AltamashShaikh commented 3 months ago

@Stan-vw We had a discussion on this and the best solution is to give an option to "Track each tag fired" as an event, the event could be something like this. eventCategory: TagManager, eventName: {Name of the Tag}, evenAction: {Name of the trigger}

And someone can easily create an alert if we track it as an event.

Mockup Screenshot from 2024-06-26 09-55-00

Stan-vw commented 3 months ago

That seems like a really clean way to implement it @AltamashShaikh , nice!

Did the team also discuss how we can make it cost effective, such as tracking it maximum once per hour/day? I'm not sure I really understand your comment above: yes it'll make an extra http request and the new data will need archiving, but at 1 hit per tag per day this seems like an extremely minimal investment.

It'd be good to see some numbers around the case where multiple people view a site at the same time. For example let's assume 10 million views per day and they're all in the same country and they all happen within 1 workday (8 hours), e.g. it's a huge website in America/India/China. There would be a peak load of ~2 million views in an hour, let's say a peak of 40 thousand in a minute, let's say 1 thousand in a second. If the website has 20 tags, how many extra hits do we expect to be fired for the "track all tags as an event" feature in this example?

AltamashShaikh commented 3 months ago

So the TagManager code runs on client side and the decision to track "fired tag" as an event, will also happen on client side. Now we want this event to be fired only once, but 1 client won't know that the tag has been fired by another client, so every client will send this request to server and server will decide if it should track or not.

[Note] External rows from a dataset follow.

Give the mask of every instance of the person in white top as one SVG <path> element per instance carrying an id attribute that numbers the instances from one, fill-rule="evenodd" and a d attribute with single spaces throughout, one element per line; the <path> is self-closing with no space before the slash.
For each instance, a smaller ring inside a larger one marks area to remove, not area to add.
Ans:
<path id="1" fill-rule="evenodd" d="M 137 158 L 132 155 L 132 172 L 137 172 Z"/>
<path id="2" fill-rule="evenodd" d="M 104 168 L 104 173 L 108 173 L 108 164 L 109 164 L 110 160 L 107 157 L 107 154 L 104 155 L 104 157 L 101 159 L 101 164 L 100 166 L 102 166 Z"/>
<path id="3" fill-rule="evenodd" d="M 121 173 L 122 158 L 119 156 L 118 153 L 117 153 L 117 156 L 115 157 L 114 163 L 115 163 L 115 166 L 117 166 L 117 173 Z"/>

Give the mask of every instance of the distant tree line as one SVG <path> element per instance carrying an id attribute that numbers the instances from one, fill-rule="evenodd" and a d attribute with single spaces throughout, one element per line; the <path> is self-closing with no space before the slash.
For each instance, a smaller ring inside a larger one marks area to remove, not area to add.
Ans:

For server this is resource intensive as we need to first scan the database, to check if we have any records for today or not and insert in db if not present.

Now if we have 2 million hits on a site and an event is fired each time a page is loaded, we will send 2 Million hits to the server which will check 2 million times that if we have the data or not and insert only once.

Each of this request to check and insert in DB would be a HTTP call and hence doesn't sound as good solution that we check 2 million times but insert only once.

Stan-vw commented 3 months ago

Thanks for explaining. So if I understand it correctly, it wouldn't reduce the #hits at all, hence not really a solution.

@AltamashShaikh do you think we could update the last time a tag was fire simply by using metadata from events that are coming in through each tag? or would that be tag-dependent

AltamashShaikh commented 3 months ago

was fire simply by using metadata from events that are coming in through each tag? or would that be tag-dependent

We need to develop a way to pass the tag info in requests and process the same, but this will cover only hits being sent to Matomo, we also have 3rd part tags like GA, FB conversion pixels and etc.